Colchas de Bicos

Por J.A.Moraes de Oliveira “Não sei dizer, já faz muito tempo." O peão de olhos de índio passou a mão calosa na barba por …

Por J.A.Moraes de Oliveira


"Não sei dizer, já faz muito tempo."


O peão de olhos de índio passou a mão calosa na barba por fazer, olhando de lado enquanto tentava entender meu interesse por aquelas ruínas abandonadas. 


Todos se mudaram para a cidade; virou esta tapera que o senhor está vendo."


Entrei pelo vão onde um dia era uma porta de madeira azul. Caminhei por restos de paredes, procurando localizar onde eu e meus primos brincávamos em distantes verões.


Procurava alguma coisa para preencher vãos de memória, mas desisti. Nada havia naqueles destroços que me levasse de volta àqueles dias de risos alegres e ingênuas travessuras - apenas pedaços de tijolos, telhas quebradas e um solitário caco de louça branca com filete azul.


Teria eu tomado café naquela xícara?  


O velho peão havia se distanciado. Parei junto de um amontoado de velhos troncos de madeira. Me lembrei que ali ficava o antigo potreiro dos cavalos do tio César.


***


Como em um "flashback" de filme mudo, avistei um menino de oito anos que usava calças curtas. Ele estava empoleirado na alta cerca, admirando os cavalos chucros sendo laçados pelos peões.


O menino brincava com uma pequena faca, riscando na madeira da porteira. As imagens ficaram mais nítidas: era uma faca de caça, com palavras em árabe na lâmina e o emblema de um cantão suiço no cabo.


***


Alisei a madeira com as mãos, até encontrar as duas pequenas letras gravadas no palanque de anjico. Fiquei por um longo tempo olhando para as iniciais de meu nome - quantos anos haviam se passado e quantos mais ainda passariam?


Procurei o velho índio, mas ele havia desaparecido entre as árvores.


  ***


  A tosse seca voltou forte, como um som de mau agouro. O tio César já não se animava a levantar da cama, coberta com a colcha de retalhos coloridos. 

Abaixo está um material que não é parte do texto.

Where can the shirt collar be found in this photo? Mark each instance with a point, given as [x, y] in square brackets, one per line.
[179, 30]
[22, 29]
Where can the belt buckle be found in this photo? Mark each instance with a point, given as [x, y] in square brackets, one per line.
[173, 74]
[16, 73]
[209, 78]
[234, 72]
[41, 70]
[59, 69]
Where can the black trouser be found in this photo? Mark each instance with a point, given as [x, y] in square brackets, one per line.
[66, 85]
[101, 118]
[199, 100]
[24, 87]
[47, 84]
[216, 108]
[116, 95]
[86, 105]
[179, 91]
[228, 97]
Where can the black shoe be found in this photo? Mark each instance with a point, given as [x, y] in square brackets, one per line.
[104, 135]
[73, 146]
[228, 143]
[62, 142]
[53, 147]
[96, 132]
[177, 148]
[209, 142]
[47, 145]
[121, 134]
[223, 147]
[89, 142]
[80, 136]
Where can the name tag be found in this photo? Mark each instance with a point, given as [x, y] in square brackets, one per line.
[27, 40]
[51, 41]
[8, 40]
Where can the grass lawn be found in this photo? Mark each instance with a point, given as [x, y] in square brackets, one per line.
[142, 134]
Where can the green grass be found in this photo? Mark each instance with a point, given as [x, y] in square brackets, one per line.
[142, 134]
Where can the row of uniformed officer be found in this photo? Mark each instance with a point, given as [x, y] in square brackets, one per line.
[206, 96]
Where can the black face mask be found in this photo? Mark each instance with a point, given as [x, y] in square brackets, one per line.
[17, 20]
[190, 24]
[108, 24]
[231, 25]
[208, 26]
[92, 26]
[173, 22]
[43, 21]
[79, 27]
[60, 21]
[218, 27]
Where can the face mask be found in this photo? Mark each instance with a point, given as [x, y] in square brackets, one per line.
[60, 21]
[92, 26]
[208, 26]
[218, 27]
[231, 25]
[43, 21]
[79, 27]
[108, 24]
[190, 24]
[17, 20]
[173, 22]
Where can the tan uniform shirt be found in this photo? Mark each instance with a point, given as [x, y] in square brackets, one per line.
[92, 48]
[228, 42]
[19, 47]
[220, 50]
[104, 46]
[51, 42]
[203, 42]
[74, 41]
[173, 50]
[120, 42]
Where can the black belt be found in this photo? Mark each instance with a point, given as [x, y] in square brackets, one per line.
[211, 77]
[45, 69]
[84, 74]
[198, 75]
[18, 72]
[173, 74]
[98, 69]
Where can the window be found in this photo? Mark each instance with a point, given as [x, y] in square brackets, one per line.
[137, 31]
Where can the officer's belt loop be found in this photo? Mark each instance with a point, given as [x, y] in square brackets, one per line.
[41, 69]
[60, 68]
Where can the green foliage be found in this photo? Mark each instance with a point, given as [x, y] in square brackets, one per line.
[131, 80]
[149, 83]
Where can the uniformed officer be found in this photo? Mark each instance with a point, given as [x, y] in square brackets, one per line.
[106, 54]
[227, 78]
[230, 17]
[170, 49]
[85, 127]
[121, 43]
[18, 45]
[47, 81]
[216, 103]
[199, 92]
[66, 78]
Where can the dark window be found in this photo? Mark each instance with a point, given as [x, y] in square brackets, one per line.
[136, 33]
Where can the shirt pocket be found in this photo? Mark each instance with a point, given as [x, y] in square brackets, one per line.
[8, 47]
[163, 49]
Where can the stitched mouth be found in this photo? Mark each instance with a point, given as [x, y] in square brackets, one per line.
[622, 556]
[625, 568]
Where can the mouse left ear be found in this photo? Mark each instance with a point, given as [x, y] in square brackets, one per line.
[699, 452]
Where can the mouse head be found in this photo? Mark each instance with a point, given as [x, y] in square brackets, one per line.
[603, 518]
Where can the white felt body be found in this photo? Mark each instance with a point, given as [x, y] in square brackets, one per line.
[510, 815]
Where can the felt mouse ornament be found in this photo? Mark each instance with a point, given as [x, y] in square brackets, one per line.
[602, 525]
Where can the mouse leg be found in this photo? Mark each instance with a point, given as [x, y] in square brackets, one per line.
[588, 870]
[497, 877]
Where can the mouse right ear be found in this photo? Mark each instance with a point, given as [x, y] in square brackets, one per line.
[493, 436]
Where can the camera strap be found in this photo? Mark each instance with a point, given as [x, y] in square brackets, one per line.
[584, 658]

Aquela colcha de bicos fora costurada especialmente para ele por minha mãe e pela tia América, durante as longas tardes de domingos, na frente da casa grande da fazenda. Eu gostava de olhar o grupo de mulheres sentadas em roda, costurando as grandes colchas de bicos. Elas falavam baixo e riam alto. E não tomavam medidas, como se suas mãos soubessem o tamanho de seus homens.


E agora, lá estava a mesma colcha de bicos, iluminada pelo sol, cobrindo o vulto de meu tio. Era um contraste irreal, quase trágico, com seu perfil pálido e imóvel.


 * **


Quem estava deitado naquela cama não era o mesmo tio César cheio de vida, de olhos brilhantes e negros bigodes, de poucos anos atrás. E que soltava gargalhadas de pura alegria enquanto laçava e derrubava touros rebeldes.


Ao voltar das lides do campo, se divertia com as mulheres dos peões sentadas nos troncos, debulhando sementes de girassol. Batia a cinza do cigarro de palha, com a longa unha do dedo mínimo e falava alto para todos ouvirem:


"Sementes de girassol não servem para nada. Nem passarinho come. Isto é para ocupar quem tem muito tempo e nada para fazer."


E entrava pela porta azul, deixando atrás de si o cheiro acre do cigarro de palha.


***


O menino de oito anos subiu na cerca do potreiro e retirou a pequena faca de caça da bainha de couro. Com a ponta afiada, experimentou a madeira da porteira. Estava quase chegando a hora de montar o cavalo tordilho e dar uma volta sozinho pela várzea - uma proeza que precisava contar para o avô quando voltasse à casa da fazenda. Terminou de riscar o moirão no mesmo momento em que ouviu o chamado do tio César e o relinchar inquieto do tordilho.


***


R etomei vagarosamente o caminho da saída da fazenda, sem entender porque fizera aquela jornada em procura de tempos passados.


Quando alcancei a estrada, as ruínas, a porteira e as memórias foram encobertas por um grande cartaz de propaganda. 


Continuei dirigindo pela estrada, sem saber aonde ir.